P.- ¿Qué formación se necesita para ser wedding planner?
R.-
La formación debe ser continua. En mi caso, poseo un máster en organización de eventos y protocolo, y realizo formación continua en interiorismo, paisajismo, floristería… porque todo va cambiando.


Las redes sociales son un panel de inspiración enorme, pero la gente se cansa pronto, por lo que las ideas caducan muy rápidamente. Un ejemplo muy claro de esto son las sillas, antes los restaurantes podían mantener las mismas durante 20 años, pero ahora cada pareja elige la suya.


P.- ¿Cómo se financian tus servicios?
R.-
Va en función de cada pareja, no tenemos tarifas establecidas. En una reunión previa les damos un presupuesto, gestionamos una reserva y se fijan tres plazos de pago. En el contrato, negociado por ambas partes, se establecen las condiciones del servicio y el método de pago.

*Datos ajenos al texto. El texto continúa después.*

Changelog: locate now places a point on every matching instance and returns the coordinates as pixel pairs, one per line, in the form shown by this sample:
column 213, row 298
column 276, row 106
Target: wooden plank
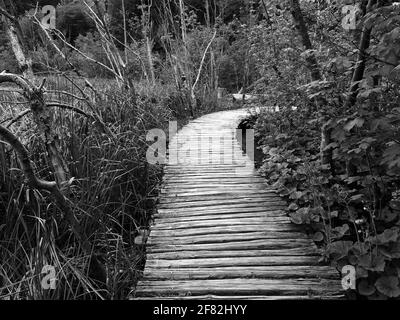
column 223, row 222
column 262, row 216
column 240, row 287
column 226, row 237
column 234, row 245
column 216, row 212
column 249, row 206
column 226, row 262
column 218, row 230
column 230, row 254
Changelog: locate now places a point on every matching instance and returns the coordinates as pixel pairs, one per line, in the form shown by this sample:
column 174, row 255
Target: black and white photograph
column 200, row 158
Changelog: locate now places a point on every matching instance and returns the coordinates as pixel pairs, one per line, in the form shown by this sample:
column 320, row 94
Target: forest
column 83, row 82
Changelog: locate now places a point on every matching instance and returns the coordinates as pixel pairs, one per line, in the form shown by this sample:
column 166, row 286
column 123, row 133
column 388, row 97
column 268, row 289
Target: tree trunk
column 358, row 73
column 302, row 28
column 17, row 44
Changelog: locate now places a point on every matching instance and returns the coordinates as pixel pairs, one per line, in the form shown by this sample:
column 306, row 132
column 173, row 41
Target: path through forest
column 220, row 230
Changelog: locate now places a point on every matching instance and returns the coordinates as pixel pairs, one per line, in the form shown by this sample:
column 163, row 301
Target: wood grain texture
column 220, row 232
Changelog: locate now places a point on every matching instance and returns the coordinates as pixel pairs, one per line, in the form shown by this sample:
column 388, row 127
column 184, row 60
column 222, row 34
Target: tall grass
column 113, row 195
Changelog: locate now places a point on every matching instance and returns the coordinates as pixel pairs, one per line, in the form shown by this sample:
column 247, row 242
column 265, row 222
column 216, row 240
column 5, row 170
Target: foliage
column 350, row 205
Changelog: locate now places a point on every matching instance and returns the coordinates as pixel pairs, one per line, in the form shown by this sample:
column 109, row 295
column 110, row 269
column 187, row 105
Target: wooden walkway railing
column 221, row 232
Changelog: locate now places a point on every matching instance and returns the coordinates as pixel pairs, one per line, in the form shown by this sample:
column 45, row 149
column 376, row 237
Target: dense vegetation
column 116, row 69
column 333, row 150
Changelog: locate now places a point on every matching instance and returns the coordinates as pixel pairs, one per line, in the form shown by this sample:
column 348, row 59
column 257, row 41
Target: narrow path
column 221, row 232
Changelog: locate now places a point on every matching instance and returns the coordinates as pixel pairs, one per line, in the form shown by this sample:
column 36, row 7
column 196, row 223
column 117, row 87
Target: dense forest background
column 112, row 70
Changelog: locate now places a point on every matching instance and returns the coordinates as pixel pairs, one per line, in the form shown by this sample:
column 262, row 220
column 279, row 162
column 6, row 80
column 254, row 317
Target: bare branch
column 19, row 117
column 69, row 107
column 25, row 162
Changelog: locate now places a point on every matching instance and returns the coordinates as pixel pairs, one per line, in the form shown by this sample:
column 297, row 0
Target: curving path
column 221, row 232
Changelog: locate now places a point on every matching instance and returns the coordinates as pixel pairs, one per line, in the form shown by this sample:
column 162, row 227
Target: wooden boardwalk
column 220, row 231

P.- ¿Habrás tenido imprevistos?
R.-
Millones, daría para escribir una enciclopedia. Todos se han solventado. Siempre digo que me tengo que ganar el sueldo en todas las bodas. Y hay de todo, la novia se olvida del ramo, las damas de honor se retrasan, un invitado se duerme en un cuarto de calderas, se rompe el vestido de ella y el traje de él, que no llegue el Dj, que el alcalde no se acuerde de que debe oficiar una boda… (risas)

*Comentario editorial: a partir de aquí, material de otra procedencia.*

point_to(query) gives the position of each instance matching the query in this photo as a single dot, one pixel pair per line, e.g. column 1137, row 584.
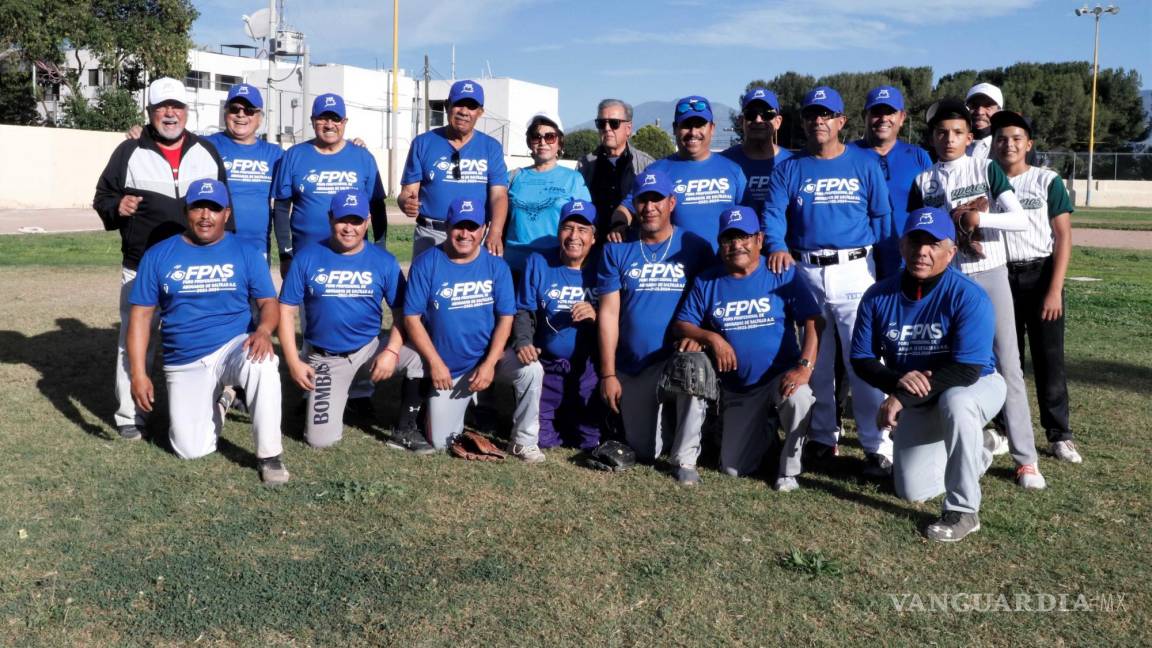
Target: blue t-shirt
column 250, row 168
column 202, row 292
column 342, row 294
column 955, row 322
column 757, row 315
column 310, row 179
column 757, row 174
column 533, row 210
column 704, row 189
column 652, row 280
column 459, row 303
column 432, row 162
column 550, row 289
column 817, row 204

P.- ¿En qué te diferencias de otros?
R.-
Para mí lo más importante es el feeling y la confianza con el cliente. Un wedding planner es un profesional en el que hay que confiar, porque el cliente deja de tener un poco el control del evento. Con los años he acumulado experiencia y sé lidiar con muchas cosas, pero al final ambas partes debemos sentirnos a gusto y confiar el uno en el otro.